The results show a similar hedging mechanism as in the Sensitivity Case A: Delay in LNG Terminal. The ICE option is not only the most affordable scenario from the system cost point of view but also as a tool for risk management. Building the connection to the mainland is a complex project so delays are possible. By choosing the ICE option for the local new-build thermal generation fleet, additional costs of such delays are minimised.
The Baja California Sur power system is a good example of a contemporary grid with challenges in increasing electricity demand, ensuring fuel availability and addressing ambitious goals to include intermittent renewables. The fact that the grid is isolated only reinforces these challenges. This PLEXOS modelling shows that new thermal assets in Baja California Sur should be planned from the system-level perspective. Only this kind of helicopter view provides the full picture of how the grid can be developed into a more reliable, affordable and sustainable power system.
Modelling of the total system costs of a 584 MW new-build thermal generation fleet by 2030 used two alternative technologies, ICE power plants and gas turbine power plants.
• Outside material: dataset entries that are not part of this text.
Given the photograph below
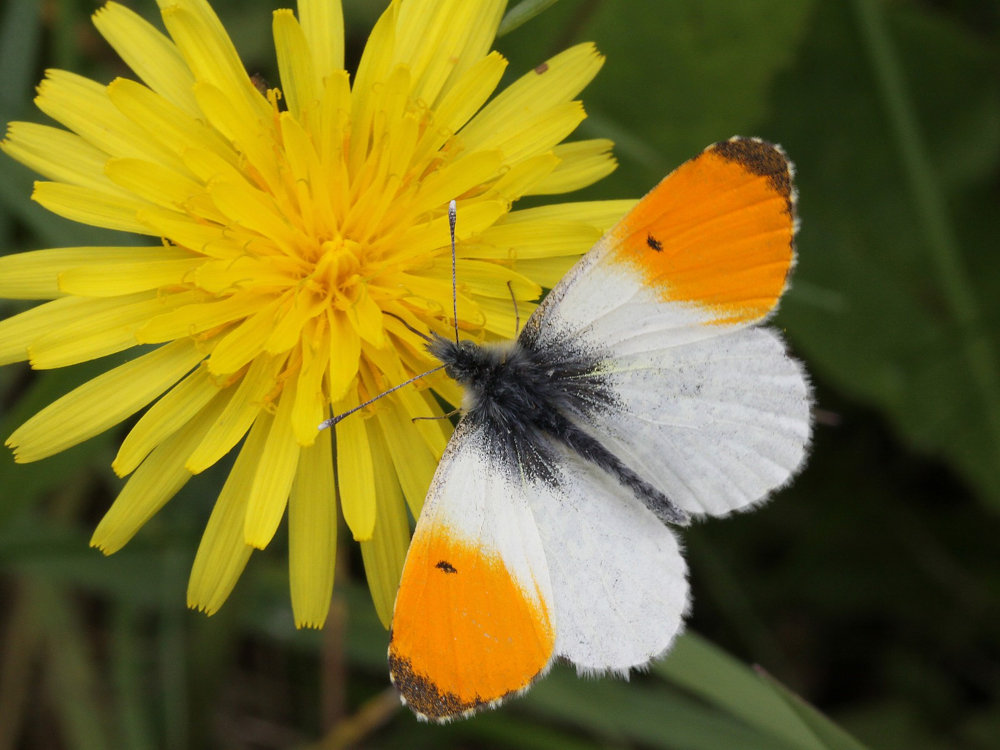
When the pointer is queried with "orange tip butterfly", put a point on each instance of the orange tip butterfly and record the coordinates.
(641, 392)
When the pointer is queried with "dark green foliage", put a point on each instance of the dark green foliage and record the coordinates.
(869, 587)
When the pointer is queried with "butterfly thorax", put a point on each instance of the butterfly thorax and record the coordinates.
(530, 397)
(508, 382)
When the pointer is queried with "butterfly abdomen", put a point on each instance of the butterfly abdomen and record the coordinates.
(529, 396)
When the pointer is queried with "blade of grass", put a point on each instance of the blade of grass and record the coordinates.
(942, 241)
(832, 736)
(172, 650)
(716, 677)
(20, 31)
(641, 712)
(19, 650)
(128, 676)
(73, 676)
(521, 14)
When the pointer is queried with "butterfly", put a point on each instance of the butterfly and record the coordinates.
(640, 393)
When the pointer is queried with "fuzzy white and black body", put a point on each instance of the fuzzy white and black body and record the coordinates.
(528, 399)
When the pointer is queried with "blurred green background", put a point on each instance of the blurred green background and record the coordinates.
(870, 587)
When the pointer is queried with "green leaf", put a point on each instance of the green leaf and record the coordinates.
(880, 301)
(829, 734)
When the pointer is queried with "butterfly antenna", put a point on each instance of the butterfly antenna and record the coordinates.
(452, 218)
(517, 313)
(340, 417)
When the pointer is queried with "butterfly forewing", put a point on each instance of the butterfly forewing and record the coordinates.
(474, 619)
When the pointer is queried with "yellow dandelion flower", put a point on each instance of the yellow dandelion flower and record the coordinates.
(298, 229)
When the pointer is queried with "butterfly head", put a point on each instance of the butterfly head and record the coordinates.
(462, 360)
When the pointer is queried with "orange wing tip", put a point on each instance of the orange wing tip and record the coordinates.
(763, 159)
(718, 232)
(419, 693)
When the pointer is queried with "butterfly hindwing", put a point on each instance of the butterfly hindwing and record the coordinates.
(474, 620)
(618, 579)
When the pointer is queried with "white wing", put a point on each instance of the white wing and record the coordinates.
(618, 578)
(697, 401)
(474, 620)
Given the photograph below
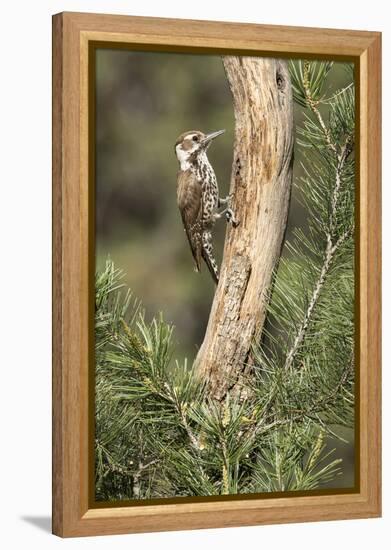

The Base Case results show that the ICE option enables USD 232.4-372.7 million (5.7-9.1%) cumulative savings, compared to the gas turbine alternatives, by 2030.
In addition, two uncertainty scenarios were modelled, demonstrating a delay in LNG availability, and a very high renewables penetration. The ICE option provides up to USD 1475,5 million (33.4) savings by 2030, compared to the gas turbine options.
The ICE option is superior in all uncertainty scenarios and is cleaner, more reliable and more economical. This means that flexible generation future-proofs the power system against future changes. The operational and fuel flexibility makes the power system more resilient and helps to manage risks better. Therefore, it is a safe investment even when there are major uncertainties. In fact, installing new thermal capacity in Baja California Sur is an opportunity to optimise the power grid.
The challenges are similar to the rest of Mexico: rising demand, high penetration of renewables, ageing thermal plants and varying availability of cleaner natural gas. These results may predict the right path for the national grid as well, but more research is needed.
For the OCGT requirement, Wärtsilä Flexicycle technology was used. Wärtsilä Flexicycle consists of ICE gensets and a combined cycle heat recovery system. For the OCGT target, Wärtsilä 50DF open cycle power stations were used.
ICE plants are modular, consisting of several gensets that can be operated independently. The largest engine power plant in the world, the 623 MW IPP3 in Jordan, comprises 38 Wärtsilä 50DF engines.
An average price of 8 USD/MMBtu is used for LNG. This includes the base mainland price of USD 5 for natural gas, and an additional USD 3 premium for transporting the gas to Baja California Sur in the form of LNG.
Renewables grow aggressively in the first modelling years but remain steady after 2023.
The four sources of flexibility include flexible generation, energy storage, interconnectivity and demand response. Generally, only flexible generation is economically and technically feasible in grid scale.
In the US, Wärtsilä has supplied several 200 MW dedicated wind-balancing ICE plants. The engines in these plants typically start and stop several times per day.
It is assumed here that the price for imported electricity would be 40 USD/MWh on average.